Thanks for your reply.

OP posts:
Elbone · 25/07/2024 14:30

I think it would also be worth considering the impact it would have on your almost adult children. It will change your relationship with them.

otravezempezamos · 25/07/2024 14:33

You’re not too old but my concern would be your existing children. They beed you around to help them with A Level-
/college/uni choices, open days, job applications, navigating adulthood etc, not playing happy families with a new baby. The age gap is huge and they wouldn’t have much of a normal bond.

34and3 · 25/07/2024 21:18

I started again to an extent. My kids were 11 and 7 when we had a third. I adore him but it's hard. Really hard!

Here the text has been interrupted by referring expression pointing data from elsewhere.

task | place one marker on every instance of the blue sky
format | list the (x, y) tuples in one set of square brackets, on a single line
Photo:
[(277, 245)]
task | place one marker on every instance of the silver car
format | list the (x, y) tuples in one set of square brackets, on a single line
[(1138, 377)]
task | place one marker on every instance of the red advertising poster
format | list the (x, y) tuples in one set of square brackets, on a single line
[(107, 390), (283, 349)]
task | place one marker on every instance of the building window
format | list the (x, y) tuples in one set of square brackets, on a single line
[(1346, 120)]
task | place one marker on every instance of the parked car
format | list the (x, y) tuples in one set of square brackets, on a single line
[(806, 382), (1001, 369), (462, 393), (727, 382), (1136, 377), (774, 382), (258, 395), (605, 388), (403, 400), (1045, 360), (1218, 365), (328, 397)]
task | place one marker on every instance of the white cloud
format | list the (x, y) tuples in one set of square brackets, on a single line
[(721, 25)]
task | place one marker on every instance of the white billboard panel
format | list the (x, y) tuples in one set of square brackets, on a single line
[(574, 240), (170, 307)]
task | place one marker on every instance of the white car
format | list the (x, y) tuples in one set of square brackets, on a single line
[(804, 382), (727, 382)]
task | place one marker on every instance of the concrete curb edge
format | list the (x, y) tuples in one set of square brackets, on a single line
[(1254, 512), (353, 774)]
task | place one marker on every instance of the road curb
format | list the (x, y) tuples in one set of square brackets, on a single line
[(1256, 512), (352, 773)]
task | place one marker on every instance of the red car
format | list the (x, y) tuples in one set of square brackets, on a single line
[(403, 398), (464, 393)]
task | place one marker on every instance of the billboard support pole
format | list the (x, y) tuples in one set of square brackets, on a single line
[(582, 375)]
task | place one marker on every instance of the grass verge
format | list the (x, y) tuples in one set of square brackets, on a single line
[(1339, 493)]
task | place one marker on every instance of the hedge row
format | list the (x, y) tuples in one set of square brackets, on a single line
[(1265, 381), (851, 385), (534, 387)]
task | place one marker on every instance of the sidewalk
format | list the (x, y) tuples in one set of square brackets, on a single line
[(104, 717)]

Chillyflo · 03/08/2024 12:05

@JJCJ I am in a similar position, in 34, DP is 39. My DD is 14 and my partner has a 5yr old DD who lives with us 50/50 so we are kinda still in the school run/holidays with kids bit but also have time alone as adults when little is at her mums and my DD is with her dad or friends for a night.

The way I see it, I was pretty much a single parent to my DD and she had my all bless her and is an incredible young lady. So I feel that her younger years wouldn’t be impacted by a young sibling - she loves DSD - she is independent has a lovely life. So a new baby would be a change for her but maybe not as much as even the 5yr old as her needs are not as demanding - it is a very tricky one!